= Eugene-Springfield Youth Orchestras =

Youth orchestra in Oregon

Eugene-Springfield Youth Orchestras are the major youth orchestras serving Eugene, Oregon, United States and surrounding areas.

A youth orchestra's influence can stretch far across a community:
- It instills a sense of accomplishment in young musicians.
- It provides inspiration and performance opportunities to aspiring young musicians.
- It helps young people discover a path toward personal growth.
- It offers an additional tier of activities for the developing musician.
- It creates cultural awareness and depth within a community.
— —Jason Duckles, former
Youth Orchestras director

== History ==
The Eugene Junior Symphony Orchestra was founded in 1934, supported by the newly-formed Eugene Junior Symphony Association. Founders included Mrs. C.A. Horton and Genevieve Tugman. The first conductor was Rex Underwood, and Delbert Moore was assistant conductor. In 1946, Douglas Orme became conductor, and the association began providing scholarships to musicians for private lessons.

The orchestra was renamed the Eugene Junior Symphony Association (EJSA) in 1959. EJSA sponsored a second orchestra, Junior Strings, conducted by Nathan Cammack, as a feeder orchestra for the Junior Symphony. In 1987, EJSA became the Eugene Youth Symphony Association (EYSA), with Richard Long its first music director. The Junior Strings added woodwinds, brass and percussion and became the Eugene Junior Orchestra.

EYSA became the Arts Umbrella in 1994, broadening its scope to include dance and drama classes. In 1995, David Chinburg became conductor of the Junior Orchestra, and the organization also sponsored a Cadet Orchestra (now called the Little Symphony), led by Forrest Moyer. A fourth orchestra, Encore Strings, was added to the existing program, later becoming String Academy 2.

The Arts Umbrella received the Fentress Award in 2004, for "exceptional work and achievement in the arts".

Richard Long continued to serve as the director until the beginning of the 2009 season.

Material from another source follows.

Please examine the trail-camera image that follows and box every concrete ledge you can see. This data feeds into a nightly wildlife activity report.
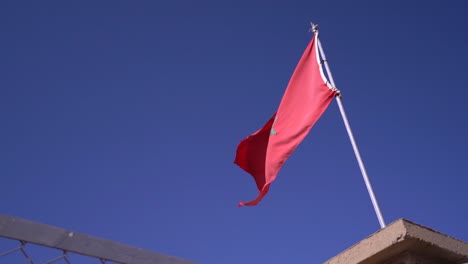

The 2009 season was directed by Dave Chinburg, and orchestra conductors included University of Oregon music professors Robert Ponto and Fritz Gearhart for the first half of the season, and Lane Community College music instructor Ron Bertucci for the last half of the season. Jason Duckles was hired then as Youth Symphony conductor. Myra Tam became executive director. In 2011 Michele Pound was appointed executive director and Dana Demant became Junior Orchestra conductor.

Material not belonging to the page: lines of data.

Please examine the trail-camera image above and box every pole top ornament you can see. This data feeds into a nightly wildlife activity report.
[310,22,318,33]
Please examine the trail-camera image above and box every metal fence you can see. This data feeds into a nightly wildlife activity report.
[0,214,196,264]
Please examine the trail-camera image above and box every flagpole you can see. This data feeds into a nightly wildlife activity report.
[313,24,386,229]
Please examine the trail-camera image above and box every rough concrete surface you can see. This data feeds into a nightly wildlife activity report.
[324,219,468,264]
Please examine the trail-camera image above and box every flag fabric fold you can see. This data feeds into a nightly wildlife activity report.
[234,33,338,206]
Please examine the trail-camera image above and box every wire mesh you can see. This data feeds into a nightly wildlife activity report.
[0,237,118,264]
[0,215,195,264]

The eightieth season, in 2013, saw the organization renamed yet again as the Eugene-Springfield Youth Orchestras (ESYO), celebrating its 80th anniversary in 2014 with a "concert extravaganza". Alumna Tracy Bonham Fine debuted her new song, "We Are the Future," at the concert.

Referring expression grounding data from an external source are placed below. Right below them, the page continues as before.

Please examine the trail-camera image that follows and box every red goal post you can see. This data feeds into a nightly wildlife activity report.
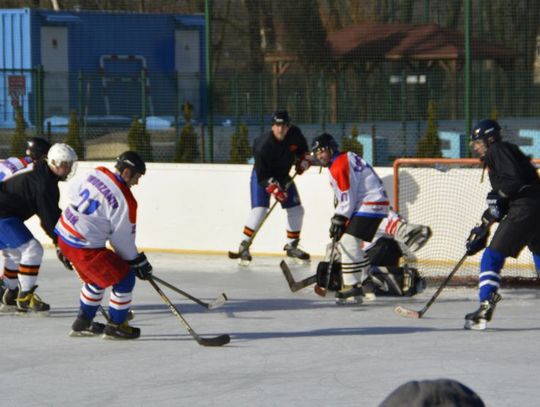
[393,158,540,285]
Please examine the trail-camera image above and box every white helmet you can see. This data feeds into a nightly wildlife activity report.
[47,143,78,166]
[47,143,78,180]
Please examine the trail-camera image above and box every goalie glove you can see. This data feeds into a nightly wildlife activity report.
[265,178,288,203]
[329,214,348,240]
[295,152,312,175]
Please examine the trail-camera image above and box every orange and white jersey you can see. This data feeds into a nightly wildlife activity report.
[328,151,389,219]
[0,156,33,181]
[55,166,138,261]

Jason Duckles conducted the Youth Symphony from 2010–2016. He noted that the long tradition of nonprofit youth orchestras reflects the values of the community.

Karen Doerfert became conductor of the Little Symphony in 2013, and in 2014 Holly Spencer was hired as ESYO's Executive Director.

The orchestras are now partly funded by a Eugene-based non-profit organization that provides arts education opportunities for children in Lane County, Oregon. The Eugene Youth Symphony performs several concerts annually and has been conducted since 2016 by David Jacobs, director of orchestral studies at the University of Oregon.
The Eugene Opera initiated a program in 2020 to introduce ESYO players to the challenges of playing in an opera orchestra.

== Programs ==
Modern programs of the Eugene-Springfield Youth Orchestras include two String Academies, the Little Symphony, the Junior Orchestra, and the Eugene-Springfield Youth Symphony. The String Academies, working in collaboration with the school districts, teach classes, provide instruments and offer scholarships for low-income families. Due to the pandemic the ESYO put on virtual concerts during 2019—2021. The Oregon Mozart Players offered ESYO musicians a chance to play in their orchestra during the 2023 The Fountain of Youth Concert, featuring the winners of the 2023 Oregon Young Soloists Competition.